Sicherungsverfahren: Widersprüchliche Beurteilung der Schuldfähigkeit eines an chronifizierter paranoid-halluzinatorischen Schizophrenie leidenden Beschuldigten


Tenor

1. Auf die Revision des Beschuldigten wird das Urteil des [X.] vom 29. September 2020 mit den Feststellungen aufgehoben.

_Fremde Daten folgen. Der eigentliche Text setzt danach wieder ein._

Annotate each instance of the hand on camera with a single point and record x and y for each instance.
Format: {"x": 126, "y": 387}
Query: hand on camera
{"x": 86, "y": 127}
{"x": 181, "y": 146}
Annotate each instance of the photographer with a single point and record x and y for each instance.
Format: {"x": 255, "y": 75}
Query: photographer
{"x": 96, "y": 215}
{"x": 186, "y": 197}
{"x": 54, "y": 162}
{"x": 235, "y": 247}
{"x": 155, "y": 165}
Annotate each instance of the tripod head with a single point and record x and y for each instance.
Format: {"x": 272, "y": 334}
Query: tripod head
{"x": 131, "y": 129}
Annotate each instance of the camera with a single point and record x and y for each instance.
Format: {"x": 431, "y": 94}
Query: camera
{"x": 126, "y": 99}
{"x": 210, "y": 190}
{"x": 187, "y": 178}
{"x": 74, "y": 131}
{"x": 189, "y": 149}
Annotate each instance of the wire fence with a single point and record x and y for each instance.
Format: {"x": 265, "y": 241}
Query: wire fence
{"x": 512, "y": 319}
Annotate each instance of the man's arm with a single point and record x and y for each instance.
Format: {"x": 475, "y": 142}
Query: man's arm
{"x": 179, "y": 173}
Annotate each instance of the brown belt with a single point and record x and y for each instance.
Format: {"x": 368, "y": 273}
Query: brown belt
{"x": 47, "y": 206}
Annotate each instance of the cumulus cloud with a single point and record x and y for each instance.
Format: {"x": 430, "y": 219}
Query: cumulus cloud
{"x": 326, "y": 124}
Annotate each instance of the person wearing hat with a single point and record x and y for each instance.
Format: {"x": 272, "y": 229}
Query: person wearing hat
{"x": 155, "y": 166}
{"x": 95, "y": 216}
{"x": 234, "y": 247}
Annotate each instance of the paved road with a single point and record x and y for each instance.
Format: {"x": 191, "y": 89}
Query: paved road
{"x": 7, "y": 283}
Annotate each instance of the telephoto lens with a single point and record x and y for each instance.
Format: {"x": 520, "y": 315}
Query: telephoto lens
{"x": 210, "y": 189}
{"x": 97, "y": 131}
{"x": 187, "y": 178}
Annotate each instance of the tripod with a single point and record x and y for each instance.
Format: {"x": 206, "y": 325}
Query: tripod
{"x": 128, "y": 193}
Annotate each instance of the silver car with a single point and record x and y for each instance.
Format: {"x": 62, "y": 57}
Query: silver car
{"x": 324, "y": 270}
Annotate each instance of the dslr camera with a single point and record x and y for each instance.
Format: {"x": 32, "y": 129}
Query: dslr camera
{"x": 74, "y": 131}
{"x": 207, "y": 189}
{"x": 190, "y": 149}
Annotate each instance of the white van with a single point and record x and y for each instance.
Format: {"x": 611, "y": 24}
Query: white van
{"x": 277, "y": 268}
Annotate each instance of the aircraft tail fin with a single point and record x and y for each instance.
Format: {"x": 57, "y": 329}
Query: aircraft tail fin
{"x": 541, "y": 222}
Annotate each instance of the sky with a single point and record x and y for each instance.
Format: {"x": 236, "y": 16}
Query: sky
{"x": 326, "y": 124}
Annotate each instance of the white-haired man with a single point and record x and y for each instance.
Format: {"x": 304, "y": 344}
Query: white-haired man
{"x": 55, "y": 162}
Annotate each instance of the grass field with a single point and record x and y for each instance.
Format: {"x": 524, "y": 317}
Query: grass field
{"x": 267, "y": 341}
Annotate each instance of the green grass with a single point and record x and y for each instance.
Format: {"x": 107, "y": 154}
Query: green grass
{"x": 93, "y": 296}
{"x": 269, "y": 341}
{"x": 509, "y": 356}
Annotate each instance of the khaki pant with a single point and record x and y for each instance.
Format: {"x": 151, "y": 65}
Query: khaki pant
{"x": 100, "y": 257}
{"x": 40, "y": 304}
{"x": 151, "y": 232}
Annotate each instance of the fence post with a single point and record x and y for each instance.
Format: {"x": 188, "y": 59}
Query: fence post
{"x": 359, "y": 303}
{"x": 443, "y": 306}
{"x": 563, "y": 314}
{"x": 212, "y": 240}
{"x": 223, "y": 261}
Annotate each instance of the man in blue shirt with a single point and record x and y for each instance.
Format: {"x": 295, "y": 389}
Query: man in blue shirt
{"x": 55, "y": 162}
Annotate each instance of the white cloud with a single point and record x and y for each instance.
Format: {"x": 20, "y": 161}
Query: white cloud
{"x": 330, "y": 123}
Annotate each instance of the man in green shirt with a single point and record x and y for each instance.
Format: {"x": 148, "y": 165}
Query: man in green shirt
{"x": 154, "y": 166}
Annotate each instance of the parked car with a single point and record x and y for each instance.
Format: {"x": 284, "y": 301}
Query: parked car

2. Die Sache wird zu neuer Verhandlung und Entscheidung, auch über die Kosten des Rechtsmittels, an eine andere Strafkammer des [X.] zurückverwiesen.

Gründe

1

Das [X.] hat im Sicherungsverfahren die Unterbringung des Beschuldigten in einem psychiatrischen Krankenhaus angeordnet. Hiergegen richtet sich die auf die allgemeine Sachrüge gestützte Revision des Beschuldigten. Das Rechtsmittel hat Erfolg.

I.

2

Nach den Feststellungen leidet der Beschuldigte an einer chronifizierten [X.] Schizophrenie und an einer multiplen Substanzabhängigkeit.

3

Der Beschuldigte warf in seiner Wohneinrichtung dem Arzt vom Dienst vor, dass dieser ihn als „Kinderschänder“ bezeichnet habe. Der Arzt nickte während des Zuhörens, um seine Aufmerksamkeit zu signalisieren, was der Beschuldigte aufgrund seines wahnhaften Zustands als Beantwortung seines Vorwurfs auffasste und deshalb wütend das Dienstzimmer verließ. Als der Arzt daraufhin dem Beschuldigten in dessen Zimmer Medikamente anbot, schlug ihm der Beschuldigte unvermittelt mit der Faust ins Gesicht und versetzte ihm sodann einen Schlag auf den Rücken. Der Geschädigte trug eine geschwollene und aufgeplatzte [X.] davon, was der Beschuldigte zumindest billigend in Kauf nahm.

4

Nach den Feststellungen befand sich der Beschuldigte zum Zeitpunkt der Schläge in einer akut psychotischen Phase, die dazu führte, dass seine Steuerungsfähigkeit erheblich eingeschränkt war.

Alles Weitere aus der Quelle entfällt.